Brain and Environmental Training Towards Emotional Resilience
(10/23/2015) 66 minutes
 

description:

Objective of the lecture is to demonstrate how science can help solve clinical problems through imaging technology that opens a window into the brain's mechanisms. Pediatric bipolar disorder is selected as a clinical illness model to study affective, cognitive and sensori-motor domains. On behavioral characterization, executive function, working memory, verbal memory attention and affect regulation were uncovered and shown to persist despite medication or illness status. The brain circuitry model was mapped to reveal impaired fronto-limbic, occipito-limbic, occipito-temporo-frontal, dorsal and ventral fronto-striatal, and cortico-cortical circuits.
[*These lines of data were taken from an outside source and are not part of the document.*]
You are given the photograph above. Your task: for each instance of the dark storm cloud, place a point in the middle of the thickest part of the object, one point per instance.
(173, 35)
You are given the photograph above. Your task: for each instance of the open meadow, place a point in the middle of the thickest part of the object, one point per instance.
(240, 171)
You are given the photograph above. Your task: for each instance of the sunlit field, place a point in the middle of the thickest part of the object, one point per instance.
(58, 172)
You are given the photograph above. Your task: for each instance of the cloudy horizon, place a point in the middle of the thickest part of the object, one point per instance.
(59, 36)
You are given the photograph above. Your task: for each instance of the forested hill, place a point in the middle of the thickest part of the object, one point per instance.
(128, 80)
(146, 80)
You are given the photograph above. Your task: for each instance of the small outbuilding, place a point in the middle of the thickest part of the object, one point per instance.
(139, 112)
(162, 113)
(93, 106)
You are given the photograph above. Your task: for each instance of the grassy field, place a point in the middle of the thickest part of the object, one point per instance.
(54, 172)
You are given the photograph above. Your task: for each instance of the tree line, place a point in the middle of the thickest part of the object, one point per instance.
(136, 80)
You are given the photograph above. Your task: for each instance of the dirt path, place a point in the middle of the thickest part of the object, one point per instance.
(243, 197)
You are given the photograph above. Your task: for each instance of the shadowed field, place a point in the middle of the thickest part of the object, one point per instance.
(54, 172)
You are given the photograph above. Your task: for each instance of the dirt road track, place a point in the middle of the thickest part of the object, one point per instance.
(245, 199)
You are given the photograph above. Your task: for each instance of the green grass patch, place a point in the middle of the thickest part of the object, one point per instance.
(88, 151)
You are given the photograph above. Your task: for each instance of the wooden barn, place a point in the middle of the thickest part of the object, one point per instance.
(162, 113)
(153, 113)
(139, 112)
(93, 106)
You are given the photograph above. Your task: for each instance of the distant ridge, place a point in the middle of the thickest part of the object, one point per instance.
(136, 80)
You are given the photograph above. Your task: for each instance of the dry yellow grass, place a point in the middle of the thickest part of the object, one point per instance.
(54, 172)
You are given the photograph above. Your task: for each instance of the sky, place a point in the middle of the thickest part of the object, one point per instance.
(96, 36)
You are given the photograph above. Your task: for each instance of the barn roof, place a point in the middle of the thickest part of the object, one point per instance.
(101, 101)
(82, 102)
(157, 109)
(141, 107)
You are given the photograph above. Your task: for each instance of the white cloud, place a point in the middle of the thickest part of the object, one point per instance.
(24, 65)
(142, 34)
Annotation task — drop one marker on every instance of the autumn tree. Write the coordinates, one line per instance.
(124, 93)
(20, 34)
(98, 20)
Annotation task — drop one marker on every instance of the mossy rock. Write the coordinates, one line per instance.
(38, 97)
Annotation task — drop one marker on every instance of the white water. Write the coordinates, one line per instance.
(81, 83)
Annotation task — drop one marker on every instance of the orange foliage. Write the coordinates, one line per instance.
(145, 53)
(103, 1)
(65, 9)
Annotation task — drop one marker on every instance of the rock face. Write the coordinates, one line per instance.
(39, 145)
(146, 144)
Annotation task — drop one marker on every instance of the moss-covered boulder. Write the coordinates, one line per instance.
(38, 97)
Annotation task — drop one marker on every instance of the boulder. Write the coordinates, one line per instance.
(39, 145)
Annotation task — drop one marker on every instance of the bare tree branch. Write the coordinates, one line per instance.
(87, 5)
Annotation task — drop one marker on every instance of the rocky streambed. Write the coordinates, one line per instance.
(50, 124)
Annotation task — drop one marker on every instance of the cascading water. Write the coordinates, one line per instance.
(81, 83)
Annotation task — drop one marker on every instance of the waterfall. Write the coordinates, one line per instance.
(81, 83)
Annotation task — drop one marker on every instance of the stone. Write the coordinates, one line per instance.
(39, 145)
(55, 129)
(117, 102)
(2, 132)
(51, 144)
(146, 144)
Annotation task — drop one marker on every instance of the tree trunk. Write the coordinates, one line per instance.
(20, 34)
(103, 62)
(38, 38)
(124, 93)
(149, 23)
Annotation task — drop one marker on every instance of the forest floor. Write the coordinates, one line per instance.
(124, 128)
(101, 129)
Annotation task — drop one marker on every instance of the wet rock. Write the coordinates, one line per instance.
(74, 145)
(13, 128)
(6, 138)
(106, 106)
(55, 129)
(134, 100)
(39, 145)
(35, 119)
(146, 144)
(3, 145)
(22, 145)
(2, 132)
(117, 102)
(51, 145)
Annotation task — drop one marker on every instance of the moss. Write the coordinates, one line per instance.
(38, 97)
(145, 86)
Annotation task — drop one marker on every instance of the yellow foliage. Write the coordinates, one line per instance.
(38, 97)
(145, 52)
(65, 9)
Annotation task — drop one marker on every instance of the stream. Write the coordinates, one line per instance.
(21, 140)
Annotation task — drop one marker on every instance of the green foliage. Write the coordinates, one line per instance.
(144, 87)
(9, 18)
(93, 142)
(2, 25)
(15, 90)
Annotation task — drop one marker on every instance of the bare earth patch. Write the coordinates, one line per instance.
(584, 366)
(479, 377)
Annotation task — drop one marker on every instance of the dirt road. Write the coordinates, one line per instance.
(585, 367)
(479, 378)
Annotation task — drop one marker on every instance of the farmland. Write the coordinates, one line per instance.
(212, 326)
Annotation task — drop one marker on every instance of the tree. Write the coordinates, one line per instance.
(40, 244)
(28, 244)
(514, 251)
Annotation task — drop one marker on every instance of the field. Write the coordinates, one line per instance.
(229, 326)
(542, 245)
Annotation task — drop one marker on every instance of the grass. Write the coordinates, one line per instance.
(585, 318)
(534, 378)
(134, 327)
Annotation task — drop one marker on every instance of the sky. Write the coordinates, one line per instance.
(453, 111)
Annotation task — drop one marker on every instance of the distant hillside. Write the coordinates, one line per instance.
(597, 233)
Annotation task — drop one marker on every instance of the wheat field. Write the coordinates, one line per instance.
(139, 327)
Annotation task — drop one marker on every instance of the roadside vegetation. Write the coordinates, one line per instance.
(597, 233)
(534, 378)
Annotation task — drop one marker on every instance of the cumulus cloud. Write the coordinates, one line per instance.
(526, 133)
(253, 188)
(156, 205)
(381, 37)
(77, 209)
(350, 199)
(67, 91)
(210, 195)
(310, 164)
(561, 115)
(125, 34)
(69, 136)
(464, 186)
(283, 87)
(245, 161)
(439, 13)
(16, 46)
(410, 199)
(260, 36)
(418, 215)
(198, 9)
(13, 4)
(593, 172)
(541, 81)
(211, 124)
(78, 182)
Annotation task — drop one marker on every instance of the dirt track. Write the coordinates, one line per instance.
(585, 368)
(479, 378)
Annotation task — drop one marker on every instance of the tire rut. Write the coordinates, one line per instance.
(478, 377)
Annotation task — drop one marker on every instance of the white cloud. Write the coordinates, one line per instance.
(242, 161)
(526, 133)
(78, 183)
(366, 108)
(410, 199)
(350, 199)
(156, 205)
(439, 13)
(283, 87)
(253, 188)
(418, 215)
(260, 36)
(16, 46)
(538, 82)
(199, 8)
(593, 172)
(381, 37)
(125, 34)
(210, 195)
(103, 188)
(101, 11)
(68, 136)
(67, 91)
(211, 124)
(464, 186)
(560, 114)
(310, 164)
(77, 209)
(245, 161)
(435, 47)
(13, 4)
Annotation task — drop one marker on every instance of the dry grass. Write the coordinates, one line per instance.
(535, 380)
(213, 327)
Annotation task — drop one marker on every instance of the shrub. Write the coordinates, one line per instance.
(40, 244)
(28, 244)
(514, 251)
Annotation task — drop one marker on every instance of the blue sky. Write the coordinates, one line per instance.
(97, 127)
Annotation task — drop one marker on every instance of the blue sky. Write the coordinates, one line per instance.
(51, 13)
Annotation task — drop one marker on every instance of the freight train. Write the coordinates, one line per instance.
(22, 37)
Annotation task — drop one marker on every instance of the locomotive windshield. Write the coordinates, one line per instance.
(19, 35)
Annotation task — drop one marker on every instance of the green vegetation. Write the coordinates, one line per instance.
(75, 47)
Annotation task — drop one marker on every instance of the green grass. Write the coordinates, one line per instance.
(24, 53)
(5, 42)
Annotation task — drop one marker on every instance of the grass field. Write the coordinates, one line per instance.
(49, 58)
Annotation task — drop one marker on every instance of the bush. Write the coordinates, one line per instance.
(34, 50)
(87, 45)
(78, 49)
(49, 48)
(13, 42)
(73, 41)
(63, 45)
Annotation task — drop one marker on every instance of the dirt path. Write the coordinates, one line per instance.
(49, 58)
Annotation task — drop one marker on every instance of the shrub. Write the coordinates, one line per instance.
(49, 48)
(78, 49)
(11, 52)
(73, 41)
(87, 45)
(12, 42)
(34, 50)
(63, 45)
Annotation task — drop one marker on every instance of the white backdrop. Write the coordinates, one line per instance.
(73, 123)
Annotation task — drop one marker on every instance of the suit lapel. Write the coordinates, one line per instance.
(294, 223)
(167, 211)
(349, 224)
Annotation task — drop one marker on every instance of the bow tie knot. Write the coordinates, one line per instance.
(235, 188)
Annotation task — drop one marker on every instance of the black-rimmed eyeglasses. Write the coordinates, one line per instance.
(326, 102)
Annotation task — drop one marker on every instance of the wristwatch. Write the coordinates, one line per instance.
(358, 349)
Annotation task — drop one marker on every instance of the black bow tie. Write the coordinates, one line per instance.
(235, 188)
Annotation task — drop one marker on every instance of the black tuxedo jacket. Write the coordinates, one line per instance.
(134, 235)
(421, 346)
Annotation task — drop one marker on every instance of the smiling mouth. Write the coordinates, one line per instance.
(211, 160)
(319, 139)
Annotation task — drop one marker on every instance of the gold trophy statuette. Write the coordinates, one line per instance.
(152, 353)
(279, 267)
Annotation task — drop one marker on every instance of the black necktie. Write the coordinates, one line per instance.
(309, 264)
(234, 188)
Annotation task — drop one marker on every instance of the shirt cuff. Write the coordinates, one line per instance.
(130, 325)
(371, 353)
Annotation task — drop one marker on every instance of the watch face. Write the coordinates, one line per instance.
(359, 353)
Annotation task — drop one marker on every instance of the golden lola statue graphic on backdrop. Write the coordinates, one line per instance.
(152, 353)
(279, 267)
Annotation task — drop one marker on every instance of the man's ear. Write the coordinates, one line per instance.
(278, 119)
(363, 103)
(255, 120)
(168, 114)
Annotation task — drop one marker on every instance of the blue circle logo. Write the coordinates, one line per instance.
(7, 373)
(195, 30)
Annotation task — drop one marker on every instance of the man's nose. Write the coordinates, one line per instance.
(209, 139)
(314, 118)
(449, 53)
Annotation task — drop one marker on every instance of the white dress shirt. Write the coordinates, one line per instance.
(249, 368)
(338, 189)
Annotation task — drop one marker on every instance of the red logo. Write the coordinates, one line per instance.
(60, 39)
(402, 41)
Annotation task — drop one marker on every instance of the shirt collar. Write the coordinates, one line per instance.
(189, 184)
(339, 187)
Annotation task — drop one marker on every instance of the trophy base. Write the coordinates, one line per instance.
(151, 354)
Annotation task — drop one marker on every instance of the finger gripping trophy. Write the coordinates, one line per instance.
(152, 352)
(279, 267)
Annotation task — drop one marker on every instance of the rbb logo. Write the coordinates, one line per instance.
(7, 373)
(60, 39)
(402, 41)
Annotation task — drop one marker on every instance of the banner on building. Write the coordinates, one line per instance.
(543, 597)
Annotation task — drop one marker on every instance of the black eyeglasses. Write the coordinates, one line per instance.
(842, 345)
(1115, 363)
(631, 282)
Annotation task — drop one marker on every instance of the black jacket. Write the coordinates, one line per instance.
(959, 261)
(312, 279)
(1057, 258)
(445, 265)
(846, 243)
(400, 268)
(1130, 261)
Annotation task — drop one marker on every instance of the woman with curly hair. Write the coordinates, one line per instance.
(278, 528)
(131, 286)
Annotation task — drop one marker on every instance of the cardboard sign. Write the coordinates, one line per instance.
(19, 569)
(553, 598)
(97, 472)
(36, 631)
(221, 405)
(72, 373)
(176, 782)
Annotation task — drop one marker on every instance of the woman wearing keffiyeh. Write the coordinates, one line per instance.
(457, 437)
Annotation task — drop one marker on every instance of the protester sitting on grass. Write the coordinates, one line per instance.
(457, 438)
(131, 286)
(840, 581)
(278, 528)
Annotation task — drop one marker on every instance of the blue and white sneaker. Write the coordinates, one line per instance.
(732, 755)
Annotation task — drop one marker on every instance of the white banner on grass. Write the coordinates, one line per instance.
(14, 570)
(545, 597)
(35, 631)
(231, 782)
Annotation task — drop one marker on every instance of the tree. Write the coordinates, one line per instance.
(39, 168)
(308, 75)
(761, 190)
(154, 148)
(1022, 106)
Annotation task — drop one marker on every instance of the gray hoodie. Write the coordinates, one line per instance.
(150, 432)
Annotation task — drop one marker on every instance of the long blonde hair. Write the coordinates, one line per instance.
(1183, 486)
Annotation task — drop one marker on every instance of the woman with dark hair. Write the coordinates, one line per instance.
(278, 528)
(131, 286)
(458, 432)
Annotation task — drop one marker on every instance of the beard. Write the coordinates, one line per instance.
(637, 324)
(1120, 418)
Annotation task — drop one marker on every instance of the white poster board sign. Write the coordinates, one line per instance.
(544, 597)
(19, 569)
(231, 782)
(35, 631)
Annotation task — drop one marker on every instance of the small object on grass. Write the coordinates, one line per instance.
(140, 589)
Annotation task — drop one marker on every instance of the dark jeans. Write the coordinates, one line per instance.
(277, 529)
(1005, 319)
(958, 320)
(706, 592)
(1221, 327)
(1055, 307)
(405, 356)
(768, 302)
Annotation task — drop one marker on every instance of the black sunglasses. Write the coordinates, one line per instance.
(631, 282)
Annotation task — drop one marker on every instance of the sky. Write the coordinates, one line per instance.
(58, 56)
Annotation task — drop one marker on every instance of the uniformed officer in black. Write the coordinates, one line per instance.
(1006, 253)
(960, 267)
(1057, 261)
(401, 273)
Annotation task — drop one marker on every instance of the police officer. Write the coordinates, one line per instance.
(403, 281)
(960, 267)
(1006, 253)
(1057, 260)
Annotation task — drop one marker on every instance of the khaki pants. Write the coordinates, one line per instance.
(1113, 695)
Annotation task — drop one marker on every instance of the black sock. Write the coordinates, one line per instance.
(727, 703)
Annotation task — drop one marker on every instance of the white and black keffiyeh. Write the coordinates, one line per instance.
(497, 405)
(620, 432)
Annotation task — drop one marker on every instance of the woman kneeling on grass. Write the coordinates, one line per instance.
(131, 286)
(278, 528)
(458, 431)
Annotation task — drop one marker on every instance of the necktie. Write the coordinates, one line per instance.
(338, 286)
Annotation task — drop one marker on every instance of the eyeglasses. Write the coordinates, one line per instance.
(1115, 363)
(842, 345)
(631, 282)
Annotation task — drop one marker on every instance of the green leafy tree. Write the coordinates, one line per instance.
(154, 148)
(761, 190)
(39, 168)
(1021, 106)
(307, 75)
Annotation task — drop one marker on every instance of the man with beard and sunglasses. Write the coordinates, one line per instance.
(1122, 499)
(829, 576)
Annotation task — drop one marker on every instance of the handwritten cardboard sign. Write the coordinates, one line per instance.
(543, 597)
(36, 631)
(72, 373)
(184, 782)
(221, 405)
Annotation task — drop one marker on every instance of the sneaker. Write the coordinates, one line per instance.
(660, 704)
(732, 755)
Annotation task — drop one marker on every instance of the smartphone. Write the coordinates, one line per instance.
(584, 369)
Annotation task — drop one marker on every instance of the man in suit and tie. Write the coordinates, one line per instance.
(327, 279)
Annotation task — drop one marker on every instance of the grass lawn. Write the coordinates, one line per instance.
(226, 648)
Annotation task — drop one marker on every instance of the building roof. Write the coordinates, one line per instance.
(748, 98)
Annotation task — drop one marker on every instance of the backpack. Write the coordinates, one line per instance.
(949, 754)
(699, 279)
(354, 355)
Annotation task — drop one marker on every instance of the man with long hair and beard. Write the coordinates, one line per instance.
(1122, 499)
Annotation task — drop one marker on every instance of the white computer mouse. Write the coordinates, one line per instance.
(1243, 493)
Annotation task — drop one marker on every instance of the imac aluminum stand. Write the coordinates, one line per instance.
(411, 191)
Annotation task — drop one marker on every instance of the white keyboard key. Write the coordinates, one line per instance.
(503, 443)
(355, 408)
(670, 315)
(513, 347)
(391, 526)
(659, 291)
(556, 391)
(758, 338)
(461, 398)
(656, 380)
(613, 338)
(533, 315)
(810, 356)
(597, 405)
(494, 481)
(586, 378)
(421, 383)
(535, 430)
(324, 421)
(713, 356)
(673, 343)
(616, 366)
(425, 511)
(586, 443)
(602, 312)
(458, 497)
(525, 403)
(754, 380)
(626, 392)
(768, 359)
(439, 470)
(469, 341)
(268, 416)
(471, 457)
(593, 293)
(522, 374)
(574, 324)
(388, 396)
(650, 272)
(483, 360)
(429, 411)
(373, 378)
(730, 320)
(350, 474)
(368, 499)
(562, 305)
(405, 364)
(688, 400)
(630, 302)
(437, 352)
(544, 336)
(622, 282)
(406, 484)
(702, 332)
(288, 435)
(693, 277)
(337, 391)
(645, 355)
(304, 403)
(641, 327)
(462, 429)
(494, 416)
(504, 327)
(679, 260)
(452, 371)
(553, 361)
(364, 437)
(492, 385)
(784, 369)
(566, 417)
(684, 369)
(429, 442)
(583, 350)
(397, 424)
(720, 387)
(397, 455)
Furthermore, it became apparent that negative emotions impact affective and cognitive circuitry functions, independently and at the interface of the ventral and dorsal brain circuits. This information then led to two complementary programmatic trails of research intervention: (1) Specific pharmacotherapy agents targeted to maximize the neurocognitive function, and reverse the clinical symptoms and the brain circuitry dysfunction, and (2) The neuroscience informed child and family focused cognitive therapy or "RAINBOW" therapy. This research inquiry could serve as a prototype in forging neuroscience informed clinical interventions model termed the ABCD model - Assessment, Brain functional understanding, Chemical intervention, and Dynamics of environment addressed through individualized psychosocial intervention.